Figure 3 Estimated mean a of percent of supermarkets relative to total supermarkets, grocery stores and convenience stores by six types of neighborhoods b: Twin Cities Region, 1993-2011.
a Multivariable mixed effects regression modeling percent of supermarkets relative to total supermarkets, grocery stores and convenience stores in each neighborhood as a function of neighborhood type in 1993, time elapsed since 1993, interaction between neighborhood type in 1993 and time elapsed, changes in residential population density, median household income, percent of white and percent of single-family housing since 1993, total supermarkets, grocery stores and convenience stores and a random intercept for each neighborhood.

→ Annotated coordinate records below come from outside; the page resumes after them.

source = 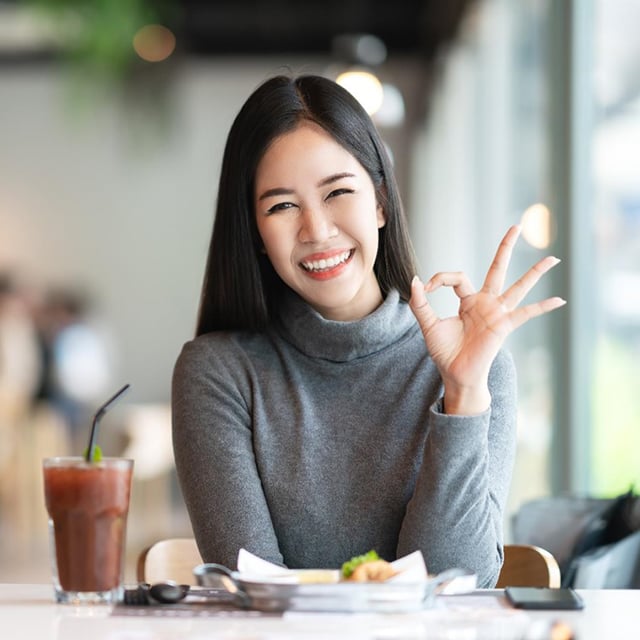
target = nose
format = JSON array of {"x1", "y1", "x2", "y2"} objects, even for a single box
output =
[{"x1": 298, "y1": 207, "x2": 338, "y2": 242}]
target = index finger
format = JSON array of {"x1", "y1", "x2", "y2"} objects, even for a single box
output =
[{"x1": 482, "y1": 224, "x2": 521, "y2": 295}]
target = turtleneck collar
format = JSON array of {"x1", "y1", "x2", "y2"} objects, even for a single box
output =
[{"x1": 277, "y1": 290, "x2": 419, "y2": 362}]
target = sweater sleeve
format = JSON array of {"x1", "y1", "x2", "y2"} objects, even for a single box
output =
[
  {"x1": 172, "y1": 339, "x2": 283, "y2": 569},
  {"x1": 398, "y1": 351, "x2": 516, "y2": 587}
]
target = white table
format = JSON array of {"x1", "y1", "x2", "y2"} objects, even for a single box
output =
[{"x1": 0, "y1": 584, "x2": 640, "y2": 640}]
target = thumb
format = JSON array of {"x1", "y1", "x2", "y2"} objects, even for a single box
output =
[{"x1": 409, "y1": 276, "x2": 438, "y2": 333}]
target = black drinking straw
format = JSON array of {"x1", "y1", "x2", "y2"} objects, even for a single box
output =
[{"x1": 85, "y1": 384, "x2": 131, "y2": 462}]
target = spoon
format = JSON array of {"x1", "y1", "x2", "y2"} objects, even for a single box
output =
[{"x1": 149, "y1": 580, "x2": 189, "y2": 604}]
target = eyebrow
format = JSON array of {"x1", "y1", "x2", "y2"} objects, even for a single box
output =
[{"x1": 258, "y1": 171, "x2": 356, "y2": 200}]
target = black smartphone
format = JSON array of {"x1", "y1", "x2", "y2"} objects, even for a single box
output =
[{"x1": 504, "y1": 587, "x2": 584, "y2": 609}]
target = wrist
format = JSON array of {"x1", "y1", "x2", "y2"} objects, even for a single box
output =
[{"x1": 442, "y1": 384, "x2": 491, "y2": 416}]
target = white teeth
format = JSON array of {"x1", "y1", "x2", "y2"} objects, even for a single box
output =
[{"x1": 302, "y1": 251, "x2": 351, "y2": 271}]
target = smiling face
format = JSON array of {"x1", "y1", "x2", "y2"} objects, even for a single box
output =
[{"x1": 255, "y1": 122, "x2": 385, "y2": 320}]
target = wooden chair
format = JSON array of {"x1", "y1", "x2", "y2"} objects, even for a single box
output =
[
  {"x1": 136, "y1": 538, "x2": 202, "y2": 585},
  {"x1": 136, "y1": 538, "x2": 560, "y2": 589},
  {"x1": 496, "y1": 544, "x2": 560, "y2": 589}
]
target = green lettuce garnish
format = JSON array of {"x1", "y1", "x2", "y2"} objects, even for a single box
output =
[{"x1": 341, "y1": 549, "x2": 380, "y2": 578}]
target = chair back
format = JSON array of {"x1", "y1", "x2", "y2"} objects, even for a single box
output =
[
  {"x1": 136, "y1": 538, "x2": 202, "y2": 585},
  {"x1": 136, "y1": 538, "x2": 560, "y2": 589},
  {"x1": 496, "y1": 544, "x2": 560, "y2": 589}
]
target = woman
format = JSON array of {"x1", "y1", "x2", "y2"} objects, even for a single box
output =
[{"x1": 172, "y1": 76, "x2": 564, "y2": 586}]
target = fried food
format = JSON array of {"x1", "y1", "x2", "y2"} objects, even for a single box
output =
[{"x1": 347, "y1": 560, "x2": 397, "y2": 582}]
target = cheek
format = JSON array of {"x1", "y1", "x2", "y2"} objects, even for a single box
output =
[{"x1": 258, "y1": 221, "x2": 290, "y2": 262}]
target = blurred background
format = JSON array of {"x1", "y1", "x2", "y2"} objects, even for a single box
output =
[{"x1": 0, "y1": 0, "x2": 640, "y2": 582}]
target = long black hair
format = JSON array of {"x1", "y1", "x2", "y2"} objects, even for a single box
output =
[{"x1": 196, "y1": 75, "x2": 416, "y2": 335}]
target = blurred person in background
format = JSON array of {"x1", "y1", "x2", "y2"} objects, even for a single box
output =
[
  {"x1": 34, "y1": 287, "x2": 113, "y2": 454},
  {"x1": 0, "y1": 273, "x2": 41, "y2": 544}
]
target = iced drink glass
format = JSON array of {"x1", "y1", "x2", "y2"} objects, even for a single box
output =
[{"x1": 43, "y1": 457, "x2": 133, "y2": 604}]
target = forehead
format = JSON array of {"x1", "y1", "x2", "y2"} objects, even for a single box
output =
[{"x1": 256, "y1": 121, "x2": 366, "y2": 183}]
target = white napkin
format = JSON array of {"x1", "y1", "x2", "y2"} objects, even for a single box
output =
[{"x1": 238, "y1": 549, "x2": 427, "y2": 584}]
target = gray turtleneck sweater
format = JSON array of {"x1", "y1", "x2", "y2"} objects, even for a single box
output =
[{"x1": 172, "y1": 292, "x2": 516, "y2": 587}]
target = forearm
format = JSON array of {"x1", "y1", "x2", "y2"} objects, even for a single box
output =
[
  {"x1": 172, "y1": 344, "x2": 282, "y2": 568},
  {"x1": 398, "y1": 353, "x2": 516, "y2": 586}
]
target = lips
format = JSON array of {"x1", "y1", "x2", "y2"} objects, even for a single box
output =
[{"x1": 300, "y1": 249, "x2": 354, "y2": 274}]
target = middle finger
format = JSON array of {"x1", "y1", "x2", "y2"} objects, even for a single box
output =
[
  {"x1": 501, "y1": 256, "x2": 560, "y2": 309},
  {"x1": 482, "y1": 224, "x2": 520, "y2": 295}
]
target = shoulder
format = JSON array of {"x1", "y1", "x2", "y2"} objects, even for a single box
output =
[{"x1": 175, "y1": 331, "x2": 270, "y2": 371}]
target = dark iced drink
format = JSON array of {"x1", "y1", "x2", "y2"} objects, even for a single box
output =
[{"x1": 43, "y1": 457, "x2": 133, "y2": 602}]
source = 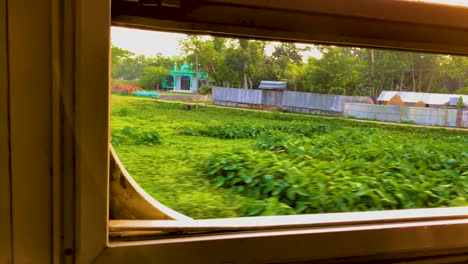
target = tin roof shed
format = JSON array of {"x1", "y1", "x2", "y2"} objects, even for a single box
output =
[
  {"x1": 377, "y1": 91, "x2": 468, "y2": 105},
  {"x1": 258, "y1": 81, "x2": 288, "y2": 90}
]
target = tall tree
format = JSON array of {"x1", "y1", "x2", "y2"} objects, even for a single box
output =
[
  {"x1": 138, "y1": 66, "x2": 169, "y2": 90},
  {"x1": 304, "y1": 46, "x2": 362, "y2": 95}
]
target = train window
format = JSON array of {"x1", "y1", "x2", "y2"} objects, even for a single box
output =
[
  {"x1": 83, "y1": 0, "x2": 468, "y2": 263},
  {"x1": 111, "y1": 28, "x2": 468, "y2": 222}
]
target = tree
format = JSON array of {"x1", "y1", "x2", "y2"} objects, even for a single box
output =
[
  {"x1": 138, "y1": 66, "x2": 169, "y2": 90},
  {"x1": 111, "y1": 45, "x2": 135, "y2": 79},
  {"x1": 304, "y1": 46, "x2": 362, "y2": 95}
]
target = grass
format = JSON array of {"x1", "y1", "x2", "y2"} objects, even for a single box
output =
[{"x1": 111, "y1": 95, "x2": 468, "y2": 219}]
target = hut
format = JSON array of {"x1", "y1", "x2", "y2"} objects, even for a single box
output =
[
  {"x1": 258, "y1": 81, "x2": 288, "y2": 107},
  {"x1": 161, "y1": 63, "x2": 209, "y2": 92}
]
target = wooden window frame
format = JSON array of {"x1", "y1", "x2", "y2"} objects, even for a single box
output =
[{"x1": 0, "y1": 0, "x2": 468, "y2": 264}]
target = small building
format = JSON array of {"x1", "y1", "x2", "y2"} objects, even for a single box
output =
[
  {"x1": 161, "y1": 63, "x2": 209, "y2": 92},
  {"x1": 258, "y1": 81, "x2": 288, "y2": 107},
  {"x1": 377, "y1": 91, "x2": 468, "y2": 108}
]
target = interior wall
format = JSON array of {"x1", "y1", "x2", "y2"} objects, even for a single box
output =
[
  {"x1": 7, "y1": 0, "x2": 52, "y2": 263},
  {"x1": 0, "y1": 0, "x2": 11, "y2": 263}
]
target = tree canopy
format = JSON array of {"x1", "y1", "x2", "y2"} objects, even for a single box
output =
[{"x1": 112, "y1": 35, "x2": 468, "y2": 97}]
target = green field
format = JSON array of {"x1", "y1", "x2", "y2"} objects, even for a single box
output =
[{"x1": 111, "y1": 95, "x2": 468, "y2": 219}]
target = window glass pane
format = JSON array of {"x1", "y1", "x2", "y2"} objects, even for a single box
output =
[{"x1": 111, "y1": 28, "x2": 468, "y2": 219}]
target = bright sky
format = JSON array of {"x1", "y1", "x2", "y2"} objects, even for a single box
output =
[
  {"x1": 112, "y1": 0, "x2": 468, "y2": 60},
  {"x1": 111, "y1": 27, "x2": 321, "y2": 60}
]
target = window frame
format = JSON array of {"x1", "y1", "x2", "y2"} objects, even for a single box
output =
[{"x1": 73, "y1": 0, "x2": 468, "y2": 263}]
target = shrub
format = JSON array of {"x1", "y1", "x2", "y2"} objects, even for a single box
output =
[{"x1": 200, "y1": 86, "x2": 213, "y2": 95}]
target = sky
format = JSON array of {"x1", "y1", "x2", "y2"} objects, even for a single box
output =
[
  {"x1": 111, "y1": 27, "x2": 321, "y2": 60},
  {"x1": 112, "y1": 0, "x2": 468, "y2": 61}
]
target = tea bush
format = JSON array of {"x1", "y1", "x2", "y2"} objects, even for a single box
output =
[
  {"x1": 199, "y1": 129, "x2": 468, "y2": 215},
  {"x1": 111, "y1": 95, "x2": 468, "y2": 219}
]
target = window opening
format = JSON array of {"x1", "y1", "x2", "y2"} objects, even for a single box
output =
[{"x1": 111, "y1": 28, "x2": 468, "y2": 219}]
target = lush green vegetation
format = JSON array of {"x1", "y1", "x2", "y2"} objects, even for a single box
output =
[{"x1": 111, "y1": 96, "x2": 468, "y2": 219}]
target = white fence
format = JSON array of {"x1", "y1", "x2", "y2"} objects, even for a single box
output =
[
  {"x1": 213, "y1": 87, "x2": 262, "y2": 105},
  {"x1": 213, "y1": 87, "x2": 369, "y2": 113},
  {"x1": 282, "y1": 91, "x2": 370, "y2": 113},
  {"x1": 461, "y1": 110, "x2": 468, "y2": 127},
  {"x1": 343, "y1": 103, "x2": 468, "y2": 127}
]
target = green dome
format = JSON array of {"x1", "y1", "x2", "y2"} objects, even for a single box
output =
[{"x1": 180, "y1": 63, "x2": 190, "y2": 72}]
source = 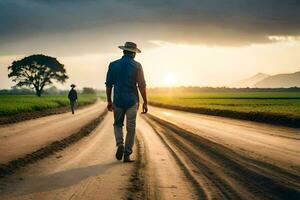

b Derived from cluster analysis of block-group level data in 1993: percent of age under 14, aged 15-29, 30-44, 45-64, and aged above 65, percent of education of college or above, percent of white, percent of black, median household income, residential population density, employment population density, mix of land use and percent of single-family housing.
3.4 Sensitivity Testing
Tables S7-S8 in the Additional File 1 contain regression results using the census tract and place to measure food availability. Tract models generated similar results to the major results based on Block Group. But Place models showed inconsistencies, particularly for the sit-down restaurant model. Urban and aging suburb neighborhoods experienced lower increases in the percent of sit-down restaurants in the Block Group model, whereas we failed to observe such a difference in the Place model. Similarly, urban core had higher percent of sit-down restaurants than inner city in 1993 in the Block Group and Tract models, but the Place models did not show such a difference. Interestingly, high-income suburb and suburban edge had lower percent of sit-down restaurants than inner city in 1993 in the Place model but no difference in the Block Group or Tract model. The differences between the Block Group, Tract and Place models suggested that the measure of relative availability was sensitive to spatial unit. Because the size of a census block group was not always small (varying from 0.04 in the urban core to 154.19 km2 in the suburban edge with median and interquartile range values of 0.88 and 1.63) and actually increased with the distance to urban core increases, we argued that our measure of relative food availability was a reasonable small-area measure.